🤖 AI Summary
This work addresses the insufficient robustness of existing autoregressive image watermarking schemes against removal and forgery attacks, which undermines reliable synthetic content detection and dataset filtering. It is the first to expose the vulnerability of such watermarks under a practical threat model requiring no secret key and only a single reference image. The study introduces three novel attack strategies—vector-quantized regeneration removal, adversarial optimization attack, and frequency-domain injection attack—and proposes the concept of “watermark mimicry,” enabling authentic images to be manipulated so as to falsely trigger detection systems. Experimental results demonstrate that current watermarking mechanisms are highly susceptible to these efficient attacks, achieving high success rates and posing a serious threat to both synthetic image detection and training data curation pipelines.
📝 Abstract
The proliferation of autoregressive (AR) image generators demands reliable detection and attribution of their outputs to mitigate misinformation, and to filter synthetic images from training data to prevent model collapse.

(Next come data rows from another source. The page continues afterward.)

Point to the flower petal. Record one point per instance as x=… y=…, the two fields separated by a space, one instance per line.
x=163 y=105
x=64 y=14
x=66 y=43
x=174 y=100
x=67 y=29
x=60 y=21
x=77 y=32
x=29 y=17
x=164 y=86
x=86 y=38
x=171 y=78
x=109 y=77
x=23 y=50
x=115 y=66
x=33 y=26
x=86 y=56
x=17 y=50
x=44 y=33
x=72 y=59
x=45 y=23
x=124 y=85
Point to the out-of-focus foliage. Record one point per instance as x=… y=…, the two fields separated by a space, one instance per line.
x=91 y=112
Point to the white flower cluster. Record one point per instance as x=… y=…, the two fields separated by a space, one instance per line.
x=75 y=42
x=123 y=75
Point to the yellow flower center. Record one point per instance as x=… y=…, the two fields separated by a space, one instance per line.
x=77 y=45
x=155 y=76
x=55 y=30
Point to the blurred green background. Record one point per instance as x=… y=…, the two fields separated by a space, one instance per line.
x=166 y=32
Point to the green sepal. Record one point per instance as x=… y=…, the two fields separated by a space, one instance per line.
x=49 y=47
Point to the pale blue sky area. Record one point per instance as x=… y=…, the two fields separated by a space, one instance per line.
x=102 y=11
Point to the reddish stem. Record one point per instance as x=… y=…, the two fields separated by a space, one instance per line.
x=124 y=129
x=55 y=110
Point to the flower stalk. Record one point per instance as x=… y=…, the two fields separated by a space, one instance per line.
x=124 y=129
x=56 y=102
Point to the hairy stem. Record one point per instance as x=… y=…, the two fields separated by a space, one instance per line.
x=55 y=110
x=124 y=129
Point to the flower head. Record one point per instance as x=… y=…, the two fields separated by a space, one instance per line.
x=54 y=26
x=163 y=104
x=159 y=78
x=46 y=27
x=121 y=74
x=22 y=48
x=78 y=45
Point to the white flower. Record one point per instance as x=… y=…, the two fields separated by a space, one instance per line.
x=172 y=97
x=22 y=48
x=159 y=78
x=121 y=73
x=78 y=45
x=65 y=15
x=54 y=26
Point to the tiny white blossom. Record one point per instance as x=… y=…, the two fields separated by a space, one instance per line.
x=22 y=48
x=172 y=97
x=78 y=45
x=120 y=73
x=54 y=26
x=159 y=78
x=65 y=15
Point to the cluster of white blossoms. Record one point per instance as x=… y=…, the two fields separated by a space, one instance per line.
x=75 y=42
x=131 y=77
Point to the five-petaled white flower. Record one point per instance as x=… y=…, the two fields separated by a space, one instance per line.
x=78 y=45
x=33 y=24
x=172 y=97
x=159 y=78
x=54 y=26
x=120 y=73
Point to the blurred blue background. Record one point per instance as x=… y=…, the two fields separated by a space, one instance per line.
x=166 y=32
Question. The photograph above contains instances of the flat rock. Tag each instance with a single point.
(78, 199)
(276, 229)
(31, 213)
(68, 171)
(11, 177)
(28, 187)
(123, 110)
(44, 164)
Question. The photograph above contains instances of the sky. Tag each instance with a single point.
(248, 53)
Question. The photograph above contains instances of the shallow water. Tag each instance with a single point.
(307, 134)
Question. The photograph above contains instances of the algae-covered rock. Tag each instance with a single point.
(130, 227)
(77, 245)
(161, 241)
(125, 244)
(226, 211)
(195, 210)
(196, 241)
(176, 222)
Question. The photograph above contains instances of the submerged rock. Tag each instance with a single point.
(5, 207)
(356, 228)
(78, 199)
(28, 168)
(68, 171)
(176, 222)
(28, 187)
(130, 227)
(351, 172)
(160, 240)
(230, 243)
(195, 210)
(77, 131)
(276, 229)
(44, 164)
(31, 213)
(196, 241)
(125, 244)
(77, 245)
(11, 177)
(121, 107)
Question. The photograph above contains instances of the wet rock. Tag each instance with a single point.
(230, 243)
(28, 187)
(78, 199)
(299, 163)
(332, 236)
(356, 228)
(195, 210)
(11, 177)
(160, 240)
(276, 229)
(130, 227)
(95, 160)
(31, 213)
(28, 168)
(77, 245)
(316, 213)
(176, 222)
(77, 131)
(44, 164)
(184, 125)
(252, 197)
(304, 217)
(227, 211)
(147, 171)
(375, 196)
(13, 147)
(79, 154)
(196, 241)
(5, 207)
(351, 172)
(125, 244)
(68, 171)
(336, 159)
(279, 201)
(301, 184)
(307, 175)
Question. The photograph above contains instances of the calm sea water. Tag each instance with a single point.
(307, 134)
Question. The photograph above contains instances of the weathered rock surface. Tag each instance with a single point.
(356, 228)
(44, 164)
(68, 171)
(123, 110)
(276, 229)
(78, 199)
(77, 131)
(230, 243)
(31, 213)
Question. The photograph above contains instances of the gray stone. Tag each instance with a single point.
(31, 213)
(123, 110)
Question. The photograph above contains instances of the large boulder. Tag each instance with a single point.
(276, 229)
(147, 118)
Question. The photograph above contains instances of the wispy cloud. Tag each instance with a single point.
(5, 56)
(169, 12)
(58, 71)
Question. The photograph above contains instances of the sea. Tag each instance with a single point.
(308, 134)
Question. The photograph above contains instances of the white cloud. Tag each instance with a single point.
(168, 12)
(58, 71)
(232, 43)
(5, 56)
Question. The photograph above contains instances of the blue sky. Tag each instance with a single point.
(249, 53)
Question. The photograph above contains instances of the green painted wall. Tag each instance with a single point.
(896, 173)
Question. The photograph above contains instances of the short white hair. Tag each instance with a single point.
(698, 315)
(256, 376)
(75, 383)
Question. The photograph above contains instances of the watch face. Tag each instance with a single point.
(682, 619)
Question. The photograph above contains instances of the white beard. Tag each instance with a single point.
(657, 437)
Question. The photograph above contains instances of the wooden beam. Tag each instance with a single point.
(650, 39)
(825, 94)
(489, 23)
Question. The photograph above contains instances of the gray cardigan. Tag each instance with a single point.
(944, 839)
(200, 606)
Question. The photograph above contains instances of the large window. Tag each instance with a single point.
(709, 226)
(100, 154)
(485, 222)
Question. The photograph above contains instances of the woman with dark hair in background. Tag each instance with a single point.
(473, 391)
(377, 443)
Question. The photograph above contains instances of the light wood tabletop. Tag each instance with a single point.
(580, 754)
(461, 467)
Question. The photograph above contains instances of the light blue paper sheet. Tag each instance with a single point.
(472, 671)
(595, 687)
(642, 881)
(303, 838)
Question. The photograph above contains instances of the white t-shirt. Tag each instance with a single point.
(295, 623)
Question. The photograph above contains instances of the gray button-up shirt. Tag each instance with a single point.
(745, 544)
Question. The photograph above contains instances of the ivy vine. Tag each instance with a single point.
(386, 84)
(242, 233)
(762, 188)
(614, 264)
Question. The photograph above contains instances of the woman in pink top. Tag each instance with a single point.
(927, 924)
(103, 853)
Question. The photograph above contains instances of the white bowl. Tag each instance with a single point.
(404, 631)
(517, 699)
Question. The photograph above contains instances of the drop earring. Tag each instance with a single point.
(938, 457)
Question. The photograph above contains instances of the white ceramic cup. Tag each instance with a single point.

To address this need, watermarking techniques, specifically designed for AR models, embed a subtle signal at generation time, enabling downstream verification through a corresponding watermark detector. In this work, we study these schemes and demonstrate their vulnerability to both watermark removal and forgery attacks. We assess existing attacks and further introduce three new attacks: (i) a vector-quantized regeneration removal attack, (ii) adversarial optimization-based attack, and (iii) a frequency injection attack. Our evaluation reveals that removal and forgery attacks can be effective with access to a single watermarked reference image and without access to original model parameters or watermarking secrets. Our findings indicate that existing watermarking schemes for AR image generation do not reliably support synthetic content detection for dataset filtering. Moreover, they enable Watermark Mimicry, whereby authentic images can be manipulated to imitate a generator's watermark and trigger false detection to prevent their inclusion in future model training.